The story explores the trauma of True Son's kidnapping and return from multiple perspectives. The opening of Chapter 9 shows Mrs. Butler's grief, loss, and regret. Like True Son, Mrs. Butler longs for her true family. She wants True Son to reintegrate into white society as Johnny, the child she lost, and she's committed to believing the best about him.
However, the Butlers live with the ongoing effects of frontier conflict and violence, and their family will never be the same. Mrs. Butler's reflection on the "Indian wars" is a reference to the French and Indian War of 1754–63. This chapter investigates the Indian response to white colonial aggression and the consequences for both sides.
The character of Parson Elder is based on the real pastor John Elder, a church and community leader in Paxton, Pennsylvania. Concerned about increased Native American raids in the town, Elder formed a defense group called the Paxton Boys. There is evidence he tried to stop the group in 1763 when its members murdered 20 Conestoga Indians because of a rumor the tribe was planning violence. But Elder later defended the men, claiming they were acting in the best interests of the town.
The story indicates that Parson Elder was responsible for returning the captives to their families. He is the most sympathetic white settler True Son encounters. Speaking to True Son as an adult, he asks him to make sacrifices for the good of the family and community. He admits that white people have committed crimes with lasting impact. Moreover, he admires True Son's quiet authority, even if he finds it unsettling.

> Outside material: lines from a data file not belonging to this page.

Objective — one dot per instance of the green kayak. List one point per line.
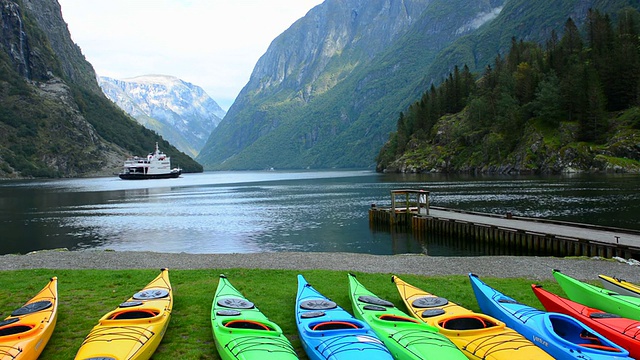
(405, 337)
(599, 298)
(241, 331)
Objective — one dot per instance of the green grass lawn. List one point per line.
(86, 295)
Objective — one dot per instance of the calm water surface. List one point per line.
(243, 212)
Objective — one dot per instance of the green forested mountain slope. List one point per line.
(322, 97)
(54, 120)
(570, 105)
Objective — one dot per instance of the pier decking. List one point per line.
(537, 236)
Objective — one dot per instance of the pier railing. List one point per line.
(410, 211)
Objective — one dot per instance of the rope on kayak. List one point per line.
(336, 345)
(485, 346)
(136, 333)
(633, 330)
(11, 351)
(243, 344)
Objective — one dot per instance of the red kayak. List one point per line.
(622, 331)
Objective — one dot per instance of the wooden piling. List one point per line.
(498, 240)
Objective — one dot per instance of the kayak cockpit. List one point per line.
(568, 329)
(335, 325)
(467, 322)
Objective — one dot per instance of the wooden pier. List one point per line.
(530, 236)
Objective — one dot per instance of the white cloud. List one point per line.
(211, 43)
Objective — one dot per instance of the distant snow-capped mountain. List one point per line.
(180, 112)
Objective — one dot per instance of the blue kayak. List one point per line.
(561, 336)
(329, 332)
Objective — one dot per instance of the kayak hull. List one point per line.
(25, 333)
(622, 331)
(478, 336)
(242, 332)
(328, 332)
(620, 286)
(561, 336)
(599, 298)
(135, 328)
(405, 337)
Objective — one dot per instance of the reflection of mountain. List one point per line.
(181, 112)
(54, 120)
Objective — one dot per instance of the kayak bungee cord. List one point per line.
(16, 350)
(402, 337)
(125, 333)
(522, 343)
(253, 343)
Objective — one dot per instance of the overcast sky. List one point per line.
(211, 43)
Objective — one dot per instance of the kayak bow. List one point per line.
(241, 331)
(135, 328)
(25, 333)
(478, 336)
(406, 338)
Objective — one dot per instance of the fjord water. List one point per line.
(244, 212)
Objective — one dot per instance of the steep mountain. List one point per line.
(329, 89)
(179, 111)
(54, 119)
(323, 92)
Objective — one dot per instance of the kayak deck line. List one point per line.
(495, 233)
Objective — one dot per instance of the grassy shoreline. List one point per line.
(86, 295)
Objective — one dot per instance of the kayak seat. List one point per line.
(32, 307)
(11, 330)
(334, 325)
(246, 324)
(136, 314)
(389, 317)
(601, 347)
(465, 323)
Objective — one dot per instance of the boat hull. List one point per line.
(405, 337)
(25, 333)
(242, 332)
(328, 332)
(620, 286)
(138, 176)
(478, 336)
(561, 336)
(622, 331)
(135, 328)
(599, 298)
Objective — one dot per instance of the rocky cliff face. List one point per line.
(179, 111)
(54, 119)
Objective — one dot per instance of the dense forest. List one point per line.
(576, 94)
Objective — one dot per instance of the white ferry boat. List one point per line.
(156, 165)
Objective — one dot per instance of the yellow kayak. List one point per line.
(25, 333)
(479, 336)
(134, 329)
(620, 286)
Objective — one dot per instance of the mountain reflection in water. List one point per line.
(320, 211)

However, True Son's perspective is shaped by the effects of colonial injustice. While alcohol is a social drink in the Butler household, it was used by white traders as a bargaining tactic against Indians. Alcohol was a subtle, profitable way to gain someone's favor. White traders often manipulated Indians in just the way True Son describes—getting them drunk in order to cheat them. Swearing, similarly, is a behavior Indians adopted from white people only to have white people demonize them for the same practice.
Parson Elder believes that violence, even lethal violence, against Indians is justified for self-defense. The conversation between Parson Elder and True Son shows the trials of frontier life and the tragedies of ongoing conflict. True Son's journey to adulthood involves a loss of innocence as he sees the conflict in a different light. At first he believes Cuyloga and other Indians always fight fairly. Now, however, he sees that Indians may take drastic measures for vengeance and defense, just as white people might. Parson Elder's reference to Indians scalping white children will recur in a later chapter.
When Parson Elder talks privately to Aunt Kate and Mrs. Butler, he reveals some racial prejudices of his own. He's surprised to learn that True Son has learned values and morals from his tribe. He believes that the only ethical life is the white Christian one, and he's convinced that True Son will eventually agree with him.
The changes in True Son's behavior indicate he is using survival tactics to adapt in a new environment. Chapter 11 describes True Son's own recognition of these changes.